What Is Kubernetes?
Kubernetes is a container orchestration tool. It was developed by Google for automating and managing the deployment of containers—portable packages of software that contain all the binaries, libraries, configuration files, and other dependencies needed for that software program to run.
What Is Container Orchestration?
Container orchestration refers to the automation of common container management tasks such as deployment, scaling, and networking. Instead of manually deploying your microservices and web apps to production, container orchestration tools like Kubernetes let you create automated workflows.
Anatomy of a Kubernetes Cluster
Kubernetes boasts a number of features that help you provision and deploy your own containerized software programs.
The best way to understand Kubernetes is to understand what you get in a typical Kubernetes cluster:
- Pods: The smallest deployable compute unit you can create and manage in Kubernetes, from a single container to multiple containers running on the same shared storage/network resources.
- Nodes: The worker machines (virtual or physical) that host the pods that make up an application workload.
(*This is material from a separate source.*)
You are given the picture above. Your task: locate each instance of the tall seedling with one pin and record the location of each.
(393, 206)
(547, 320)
Each node has at least one Kubelet, an agent that ensures the described containers are running in the pod on a cluster.
- Control plane: The orchestration layer that exposes the API you use to manage your containers, pods, and nodes.
- Add-ons: Features such as cluster DNS extend the functionality of a cluster and provide a DNS server or Web UI which can be used as a general-purpose dashboard for monitoring and troubleshooting apps running in the cluster or for the cluster itself.